Pubblicato il 09/02/1996 @ 16:17 in Convegni

Roma, 9 febbraio 1996

Convegno: ‘Se ci fosse Don Sturzo’

Amici di liberal

Invitato a parlare dell’attualità del pensiero di Luigi Sturzo in materia di economia, non essendone conoscitore né per ragioni storiche né per studi accademici, mi ritengo dispensato dal compito di delinearne, proprio qui, e proprio di fronte a tanti che ne sono studiosi esegeti e interpreti autorevolissimi, l’impianto teoretico e la ricchissima articolazione: dall’esperienza municipale a Caltagirone, attraverso la fondazione del Partito popolare, l’esperienza parlamentare, l’opposizione al fascismo, gli approfondimenti durante il lungo esilio, fino alle battaglie politiche dei suoi ultimi sette anni.

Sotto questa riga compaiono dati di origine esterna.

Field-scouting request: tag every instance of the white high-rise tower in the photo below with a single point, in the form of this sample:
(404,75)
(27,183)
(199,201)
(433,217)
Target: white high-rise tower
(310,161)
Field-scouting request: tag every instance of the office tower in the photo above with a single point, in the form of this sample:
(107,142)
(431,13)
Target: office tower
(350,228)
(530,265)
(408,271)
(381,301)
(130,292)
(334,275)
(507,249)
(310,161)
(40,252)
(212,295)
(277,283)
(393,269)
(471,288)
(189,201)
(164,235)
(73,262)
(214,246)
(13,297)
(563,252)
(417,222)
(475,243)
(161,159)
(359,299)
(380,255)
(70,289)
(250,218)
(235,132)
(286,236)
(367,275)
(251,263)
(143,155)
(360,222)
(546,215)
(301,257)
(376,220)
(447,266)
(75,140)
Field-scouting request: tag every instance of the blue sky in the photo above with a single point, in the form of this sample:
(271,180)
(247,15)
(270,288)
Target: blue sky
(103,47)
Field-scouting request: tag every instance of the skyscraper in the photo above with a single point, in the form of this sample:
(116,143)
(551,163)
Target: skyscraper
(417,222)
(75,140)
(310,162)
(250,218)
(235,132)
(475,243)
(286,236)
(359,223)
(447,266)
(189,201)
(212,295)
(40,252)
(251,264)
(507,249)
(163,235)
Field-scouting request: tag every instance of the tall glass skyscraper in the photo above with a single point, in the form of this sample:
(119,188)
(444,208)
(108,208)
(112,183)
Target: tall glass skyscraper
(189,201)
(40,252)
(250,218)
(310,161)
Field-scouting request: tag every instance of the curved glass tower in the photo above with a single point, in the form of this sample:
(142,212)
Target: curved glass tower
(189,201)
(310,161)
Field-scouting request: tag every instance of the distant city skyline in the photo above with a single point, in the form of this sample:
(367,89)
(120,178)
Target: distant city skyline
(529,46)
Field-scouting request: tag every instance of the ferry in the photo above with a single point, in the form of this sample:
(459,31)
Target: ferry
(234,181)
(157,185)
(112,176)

Ho accolto l’invito semplicemente in quanto sostenitore del mercato e della concorrenza, in questo non meno isolato in parlamento, aldilà delle parole, di quanto lo fosse Sturzo alla sua epoca.
È fin troppo facile trovare oggi elementi di attualità spigolando nella vastissima pubblicistica sturziana di quegli ultimi anni, e nell’antistatalismo che la percorre con ostinata continuità. Sarebbe poco corretto storicamente e riduttivo rispetto all’ampiezza del pensiero sturziano cedere alla tentazione di applicare immediatamente alla realtà di oggi e fin alle polemiche di questi giorni le sue invettive contro la presenza statale in economica, condotte con una violenza che a Salvemini era parsa quella di un cattolico-giansenista e a De Rosa di un giacobinismo cristiano. Poiché la storia non si fa con i se è certo illuminante constatare quanto le preoccupazioni di Sturzo fossero fondate, quanto le sue fossero profezie-verità; ma sarebbe sterile querelle immaginare che cosa sarebbe potuto accadere ove Sturzo fosse stato ascoltato. Il fatto è che Sturzo fu pesantemente perdente in ordine agli indirizzi che concretamente furono assunti in Italia negli anni Cinquanta. Si potrebbe pensare che questo, per un politico, è ciò che conta. Eppure ci sono uomini politici pienamente consapevoli che la propria voce resta isolata, ma che decidono di continuare a levarla perché altri dopo di loro, appartenendo alla medesima tradizione, possano successivamente trovarvi motivi di continuità, senza subire sconfessioni ideali connesse al dover attingere altrove. Sturzo era uno di questi.
Per cogliere l’attualità del pensiero sturziano conviene dunque chiedersi se oggi, in un contesto così mutato all’interno e all’esterno del nostro paese, non si possano ravvisare in Sturzo i temi per un rilancio della presenza cattolica che sia più adeguata al ruolo storico e all’importanza di tale area culturale in Italia. Anche per chi di quell’area politica e culturale non fa parte, l’eclisse della rappresentanza politica della cultura cattolica, dopo la storica sconfitta che essa ha subito negli ultimi anni, rappresenta da un lato un problema, dall’altro Io spreco di una risorsa indispensabile alla nostra vita politica. L’attualità del pensiero sturziano sarà dunque da cogliersi non solo nella validità delle sue profezie, quanto in ciò che Sturzo può ancora dire ai cattolici e che può essere funzionale a un rilancio della loro presenza politica. Naturalmente mi avventuro in questi consigli senza alcuna intenzione di insegnare ad altri ciò che devono fare.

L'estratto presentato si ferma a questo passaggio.